January 4, 2021 – Pfizer Inc. and OPKO Health Inc. announced today that the U.S. Food and Drug Administration (FDA) has accepted for filing the initial Biologics License Application (BLA) for somatrogon, a long-acting human growth hormone that is intended to be administered once-weekly for the treatment of pediatric patients with growth hormone deficiency (GHD).
The target Prescription Drug User Fee Act (PDUFA) action date for decision by the FDA is in October 2021.

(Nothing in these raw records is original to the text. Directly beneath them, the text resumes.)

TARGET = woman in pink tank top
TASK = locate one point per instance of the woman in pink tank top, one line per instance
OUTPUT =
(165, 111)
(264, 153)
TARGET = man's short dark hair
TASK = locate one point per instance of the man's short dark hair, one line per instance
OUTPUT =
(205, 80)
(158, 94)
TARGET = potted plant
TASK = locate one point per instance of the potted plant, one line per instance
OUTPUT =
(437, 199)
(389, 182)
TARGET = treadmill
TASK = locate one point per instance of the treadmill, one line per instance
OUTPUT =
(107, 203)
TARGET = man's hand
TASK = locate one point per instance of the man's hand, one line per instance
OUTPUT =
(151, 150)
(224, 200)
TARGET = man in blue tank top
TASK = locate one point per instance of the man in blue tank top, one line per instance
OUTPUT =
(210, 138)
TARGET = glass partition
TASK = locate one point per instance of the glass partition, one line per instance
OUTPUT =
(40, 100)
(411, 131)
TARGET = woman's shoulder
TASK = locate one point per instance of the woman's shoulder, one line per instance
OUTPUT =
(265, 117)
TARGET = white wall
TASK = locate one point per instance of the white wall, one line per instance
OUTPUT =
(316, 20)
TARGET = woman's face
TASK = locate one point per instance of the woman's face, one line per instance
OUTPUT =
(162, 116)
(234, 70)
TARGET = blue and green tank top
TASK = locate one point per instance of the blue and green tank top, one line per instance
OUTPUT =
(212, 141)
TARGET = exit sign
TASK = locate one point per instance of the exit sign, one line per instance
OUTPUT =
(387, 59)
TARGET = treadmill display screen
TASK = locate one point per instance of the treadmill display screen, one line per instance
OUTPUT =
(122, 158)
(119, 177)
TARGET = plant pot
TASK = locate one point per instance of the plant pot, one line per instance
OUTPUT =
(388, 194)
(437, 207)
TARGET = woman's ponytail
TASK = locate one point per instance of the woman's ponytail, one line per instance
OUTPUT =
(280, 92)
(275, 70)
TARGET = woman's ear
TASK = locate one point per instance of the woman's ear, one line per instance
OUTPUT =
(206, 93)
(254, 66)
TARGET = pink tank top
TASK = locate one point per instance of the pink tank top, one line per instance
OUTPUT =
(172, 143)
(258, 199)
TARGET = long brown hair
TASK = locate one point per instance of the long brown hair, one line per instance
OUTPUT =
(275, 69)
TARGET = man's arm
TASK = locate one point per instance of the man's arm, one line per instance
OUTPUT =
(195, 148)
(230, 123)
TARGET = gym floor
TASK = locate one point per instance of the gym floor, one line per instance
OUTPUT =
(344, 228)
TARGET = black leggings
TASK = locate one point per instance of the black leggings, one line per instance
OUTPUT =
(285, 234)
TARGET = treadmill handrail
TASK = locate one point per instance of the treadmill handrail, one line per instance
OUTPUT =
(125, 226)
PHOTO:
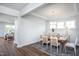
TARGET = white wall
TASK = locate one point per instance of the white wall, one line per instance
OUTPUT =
(28, 30)
(2, 29)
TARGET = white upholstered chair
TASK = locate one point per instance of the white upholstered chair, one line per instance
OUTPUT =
(72, 45)
(45, 40)
(54, 42)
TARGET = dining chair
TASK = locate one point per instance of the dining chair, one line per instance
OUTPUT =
(45, 40)
(54, 42)
(72, 45)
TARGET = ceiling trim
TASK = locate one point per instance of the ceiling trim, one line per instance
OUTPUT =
(34, 14)
(29, 8)
(8, 11)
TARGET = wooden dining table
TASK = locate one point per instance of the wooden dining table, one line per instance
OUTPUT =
(63, 41)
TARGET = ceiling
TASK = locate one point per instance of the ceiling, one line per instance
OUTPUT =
(47, 11)
(16, 6)
(54, 10)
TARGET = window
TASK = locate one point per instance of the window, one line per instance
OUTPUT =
(52, 25)
(9, 28)
(70, 24)
(60, 25)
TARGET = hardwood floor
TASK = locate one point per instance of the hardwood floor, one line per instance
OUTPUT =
(7, 48)
(30, 51)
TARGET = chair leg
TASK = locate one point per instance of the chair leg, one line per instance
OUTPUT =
(75, 51)
(57, 49)
(50, 48)
(65, 49)
(47, 46)
(42, 43)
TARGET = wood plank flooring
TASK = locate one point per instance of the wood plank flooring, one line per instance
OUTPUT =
(7, 48)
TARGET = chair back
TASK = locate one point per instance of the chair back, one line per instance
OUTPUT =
(76, 40)
(54, 41)
(45, 39)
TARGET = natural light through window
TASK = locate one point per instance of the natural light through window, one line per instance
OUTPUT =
(62, 25)
(52, 25)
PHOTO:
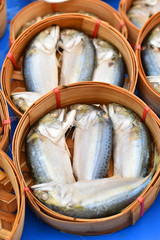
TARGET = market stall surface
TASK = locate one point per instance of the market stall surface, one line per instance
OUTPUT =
(147, 227)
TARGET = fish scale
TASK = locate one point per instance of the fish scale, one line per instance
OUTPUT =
(92, 143)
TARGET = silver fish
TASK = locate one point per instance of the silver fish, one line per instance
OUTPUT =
(138, 15)
(47, 154)
(110, 64)
(92, 142)
(31, 22)
(155, 82)
(78, 57)
(132, 145)
(40, 66)
(23, 100)
(91, 199)
(150, 53)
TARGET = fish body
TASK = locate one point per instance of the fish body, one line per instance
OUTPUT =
(92, 142)
(78, 57)
(132, 145)
(155, 82)
(46, 152)
(150, 53)
(110, 64)
(40, 66)
(91, 199)
(23, 100)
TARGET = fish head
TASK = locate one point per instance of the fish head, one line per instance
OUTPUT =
(20, 102)
(46, 40)
(119, 115)
(154, 38)
(69, 39)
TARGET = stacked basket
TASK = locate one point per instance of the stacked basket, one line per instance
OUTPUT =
(3, 17)
(148, 93)
(84, 92)
(102, 10)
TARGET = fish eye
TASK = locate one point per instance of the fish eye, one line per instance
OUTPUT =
(54, 114)
(21, 102)
(43, 195)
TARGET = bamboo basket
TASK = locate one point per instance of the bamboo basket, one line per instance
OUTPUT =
(12, 205)
(102, 10)
(88, 93)
(133, 31)
(6, 129)
(75, 21)
(147, 92)
(3, 17)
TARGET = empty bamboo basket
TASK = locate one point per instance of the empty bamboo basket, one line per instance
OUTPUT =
(3, 17)
(4, 123)
(146, 90)
(88, 93)
(99, 8)
(133, 31)
(75, 21)
(12, 200)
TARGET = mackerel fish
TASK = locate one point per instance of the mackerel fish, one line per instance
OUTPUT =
(91, 199)
(110, 64)
(40, 65)
(132, 145)
(23, 100)
(92, 142)
(78, 57)
(141, 10)
(47, 154)
(150, 53)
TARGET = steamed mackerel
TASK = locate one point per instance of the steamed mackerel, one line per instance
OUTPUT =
(92, 142)
(47, 154)
(78, 57)
(23, 100)
(150, 53)
(132, 143)
(40, 66)
(91, 199)
(110, 66)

Somatrogon is an investigational new biologic product that is glycosylated and comprises the amino acid sequence of human growth hormone and one copy of the C-terminal peptide (CTP) from the beta chain of human chorionic gonadotropin (hCG) at the N-terminus and two copies of CTP (in tandem) at the C-terminus. The glycosylation and CTP domains account for the half-life of the molecule.

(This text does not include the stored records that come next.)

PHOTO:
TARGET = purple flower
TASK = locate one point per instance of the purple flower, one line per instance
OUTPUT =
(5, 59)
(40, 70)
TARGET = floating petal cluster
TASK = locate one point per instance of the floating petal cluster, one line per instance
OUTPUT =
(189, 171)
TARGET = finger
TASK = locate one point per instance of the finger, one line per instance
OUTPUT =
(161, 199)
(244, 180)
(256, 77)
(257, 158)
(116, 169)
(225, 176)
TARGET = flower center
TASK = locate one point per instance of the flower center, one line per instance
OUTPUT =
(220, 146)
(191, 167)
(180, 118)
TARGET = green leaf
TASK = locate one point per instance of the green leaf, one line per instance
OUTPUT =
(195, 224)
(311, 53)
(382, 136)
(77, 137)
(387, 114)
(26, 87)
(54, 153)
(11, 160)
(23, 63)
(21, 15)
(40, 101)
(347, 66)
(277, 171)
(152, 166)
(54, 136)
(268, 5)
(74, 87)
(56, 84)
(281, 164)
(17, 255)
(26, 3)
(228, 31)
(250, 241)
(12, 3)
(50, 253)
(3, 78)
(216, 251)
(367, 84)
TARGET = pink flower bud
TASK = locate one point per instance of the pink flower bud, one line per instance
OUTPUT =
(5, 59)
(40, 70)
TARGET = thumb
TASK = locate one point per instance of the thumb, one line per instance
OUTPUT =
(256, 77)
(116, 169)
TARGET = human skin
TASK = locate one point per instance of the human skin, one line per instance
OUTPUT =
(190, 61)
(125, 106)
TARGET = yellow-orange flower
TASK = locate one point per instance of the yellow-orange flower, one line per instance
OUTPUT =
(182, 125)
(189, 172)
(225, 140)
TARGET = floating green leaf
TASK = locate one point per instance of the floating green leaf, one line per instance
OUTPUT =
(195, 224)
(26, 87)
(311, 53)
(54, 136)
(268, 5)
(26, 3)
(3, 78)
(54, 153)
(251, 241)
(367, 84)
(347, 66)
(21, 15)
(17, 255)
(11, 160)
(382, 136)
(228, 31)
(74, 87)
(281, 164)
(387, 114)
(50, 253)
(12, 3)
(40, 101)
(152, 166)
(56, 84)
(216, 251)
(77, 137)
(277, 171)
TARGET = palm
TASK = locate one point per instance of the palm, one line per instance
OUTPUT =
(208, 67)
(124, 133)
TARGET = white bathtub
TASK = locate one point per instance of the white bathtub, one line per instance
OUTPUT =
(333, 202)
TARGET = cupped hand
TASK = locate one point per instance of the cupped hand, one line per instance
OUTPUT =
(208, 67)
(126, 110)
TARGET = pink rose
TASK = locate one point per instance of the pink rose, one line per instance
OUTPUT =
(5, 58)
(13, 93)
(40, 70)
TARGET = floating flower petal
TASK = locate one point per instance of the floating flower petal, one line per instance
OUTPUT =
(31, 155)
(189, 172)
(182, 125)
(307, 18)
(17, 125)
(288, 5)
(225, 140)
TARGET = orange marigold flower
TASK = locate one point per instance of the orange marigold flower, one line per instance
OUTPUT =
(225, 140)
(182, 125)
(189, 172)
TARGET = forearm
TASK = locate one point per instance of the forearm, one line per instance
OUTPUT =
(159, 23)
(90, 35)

Somatrogon was generally well tolerated in the study and comparable to that of somatropin administered once-daily with respect to the types, numbers and severity of the adverse events observed between the treatment arms.
In 2014, Pfizer and OPKO entered into a worldwide agreement for the development and commercialization of somatrogon for the treatment of GHD. Under the agreement, OPKO is responsible for conducting the clinical program and Pfizer is responsible for registering and commercializing the product.